Po czterech miesiącach b.r. straty górnictwa węgla kamiennego wynoszą 800 mln 600 tys. zł.
– Górnictwo jest jednym z największych problemów dla tego oraz następnego rządu. Niestety w ostatnich latach w górnictwie niewiele się działo. Zaklinano rzeczywistość. Patrzyliśmy na bal na Titanicu. Wiadomo, że zawsze decyzje o likwidacji jakiejkolwiek kopalni są niezwykle trudne. Jednak nie można nie robić nic. Trzeba podejmować decyzje, które będą ratunkiem dla branży, chociaż to będą decyzje bardzo trudne. Tymczasem straty górnictwa to 800 mln 600 tys. zł. Taka strata netto górnictwa po czterech miesiącach jest stratą wyjątkowo dużą, wręcz olbrzymią – mówi portalowi BiznesAlert.pl dr Janusz Steinhoff, b. wiceminister i minister gospodarki, przewodniczący Rady Krajowej Izby Gospodarcze.

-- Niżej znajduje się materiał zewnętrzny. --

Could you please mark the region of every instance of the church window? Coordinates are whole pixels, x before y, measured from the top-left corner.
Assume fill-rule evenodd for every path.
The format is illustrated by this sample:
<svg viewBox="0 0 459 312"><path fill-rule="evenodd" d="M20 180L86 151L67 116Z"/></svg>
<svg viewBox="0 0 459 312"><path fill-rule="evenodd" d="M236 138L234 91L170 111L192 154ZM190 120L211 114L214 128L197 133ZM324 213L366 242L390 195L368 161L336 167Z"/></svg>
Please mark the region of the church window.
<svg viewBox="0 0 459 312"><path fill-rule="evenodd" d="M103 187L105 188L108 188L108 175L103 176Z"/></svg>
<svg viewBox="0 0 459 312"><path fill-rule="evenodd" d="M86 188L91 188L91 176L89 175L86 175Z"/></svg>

– Ze strony rządowej mieliśmy zapewnienia, że nie będzie żadnej likwidacji kopalń, że jakość branża wybrnie. Nie jestem optymistą co do przyszłości górnictwa w Polsce, oceniając obecny program restrukturyzacji sektora węglowego. On jest nieadekwatny do obecnej sytuacji. Wiele razy podkreślałem, że utrzymywano latami złe kopalnie, przejadające środki, które powinny być inwestowane w kopalniach perspektywicznych – ocenia Steinhoff. – Mamy nadpodaż miałów na rynku. A pomysły typu powołanie Państwowych Składów Węgla niczego by nie przyniosły, one są wzięte z poprzedniej epoki. Faktem jest, że obecnie kalendarz polityczny nie sprzyja poważnej decyzji o górnictwie. Ale wcześniej zabrakło rządowi odwagi do poprowadzenia rzetelnego dialogu z partnerami społecznymi i podejmowania takiej decyzji, kiedy była pora.
– Wciąż mam jednak nadzieję, że w końcu branża ta doczeka się racjonalnych działań – zakończył dr Steinhoff.